Um Tote kümmern als höchstes Gebot

Weltweit besteht ein großes Interesse an Ahnenforschung. Hobbywissenschaftler erstellen Stammbäume ihrer eigenen Familien. Auf der anderen Seite ist es ein lukratives Geschäft – für kommerzielle Plattformen wie ancestry.de und dem Original aus Israel: MyHeritage.com. Das Forum der Mormonen, FamilySearch, ist allerdings ein kostenloser Service.

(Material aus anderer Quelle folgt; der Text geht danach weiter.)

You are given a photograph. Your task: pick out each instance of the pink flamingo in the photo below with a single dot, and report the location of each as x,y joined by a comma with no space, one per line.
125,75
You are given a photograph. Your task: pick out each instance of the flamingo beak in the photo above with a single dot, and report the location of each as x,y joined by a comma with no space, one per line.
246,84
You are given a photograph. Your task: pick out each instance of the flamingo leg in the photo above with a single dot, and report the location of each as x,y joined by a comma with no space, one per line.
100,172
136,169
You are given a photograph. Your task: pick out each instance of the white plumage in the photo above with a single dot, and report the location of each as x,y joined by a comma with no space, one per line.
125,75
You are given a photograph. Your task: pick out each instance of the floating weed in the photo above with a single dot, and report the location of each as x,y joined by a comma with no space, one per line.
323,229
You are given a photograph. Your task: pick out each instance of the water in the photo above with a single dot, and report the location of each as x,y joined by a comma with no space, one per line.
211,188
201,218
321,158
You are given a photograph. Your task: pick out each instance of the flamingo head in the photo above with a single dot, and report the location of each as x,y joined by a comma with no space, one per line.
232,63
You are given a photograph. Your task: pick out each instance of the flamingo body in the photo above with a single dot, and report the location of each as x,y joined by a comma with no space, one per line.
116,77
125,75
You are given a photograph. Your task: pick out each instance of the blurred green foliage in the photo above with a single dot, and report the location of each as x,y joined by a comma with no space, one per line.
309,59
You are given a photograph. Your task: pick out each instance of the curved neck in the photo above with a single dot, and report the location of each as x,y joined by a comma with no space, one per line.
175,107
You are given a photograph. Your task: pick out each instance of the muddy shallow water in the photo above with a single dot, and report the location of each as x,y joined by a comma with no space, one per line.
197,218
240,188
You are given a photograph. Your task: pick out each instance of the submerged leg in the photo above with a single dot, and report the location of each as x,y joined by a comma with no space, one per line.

Bei den Heiligen der Letzten Tage spielte Ahnenforschung von Anfang an eine große Rolle. Ihr Gründer, Joseph Smith, hat seine Anhänger einst dazu aufgerufen, alle namentlich bekannten Menschen, die jemals auf der Erde gelebt haben, zu taufen. Er schrieb: "Es ist die größte Aufgabe, die uns Gott in dieser Welt aufgetragen hat, sich um unsere Toten zu kümmern". Nur so könnten die Mormonen (wieder-)vereint im Himmelreich regieren.

Taufen, taufen, taufen

In ihren Tempeln ist deshalb das Taufbecken ein zentraler Ort. Denn die Erlösung durch Gott und der Eintritt ins Himmelreich ist laut ihrem Glauben nur für Getaufte möglich. Wer sich als Ehepaar im Tempel der Mormonen "siegeln" lässt, ist auf alle Ewigkeit vereint. Alle anderen und schon toten Seelen haben jedoch kein Pech, sondern ebenfalls eine Chance. Dafür gibt es bei den Heiligen der Letzten Tage die Stellvertretertaufe.

Das heißt, Mitglieder können sich stellvertretend für ihre Ahnen taufen lassen. Für einen sicheren Zusammenhalt im Jenseits empfehlen Mormonen-Anführer ein nachträgliches Taufen bis zu vier Generationen rückwärts. Nach jeder Taufe werden die Namenslisten im Bergarchiv angepasst: Winzige Zahlen und Häkchen weisen darauf hin, welcher Vorfahre bereits stellvertretend getauft worden und damit ebenfalls ein Mormone ist. So wächst die Gemeinde der Kirche Jesu Christi ständig um passive Mitglieder.

In den vergangenen Jahren hat es die Glaubensgemeinschaft aus Salt Lake City jedoch mit posthumen Taufzeremonien übertrieben. Einige Mitglieder wollten nicht nur die eigenen Vorfahren retten, sondern haben auch "fremde" Tote stellvertretend getauft. 1995 waren darunter 380.000 jüdische Holocaust-Opfer. Juden weltweit haben darauf empört reagiert und sichergestellt, dass die Taufen rückgängig gemacht werden. Kein Wunder, dass sich der Vatikan den Mormonen verweigert und keine Daten an sie herausgibt.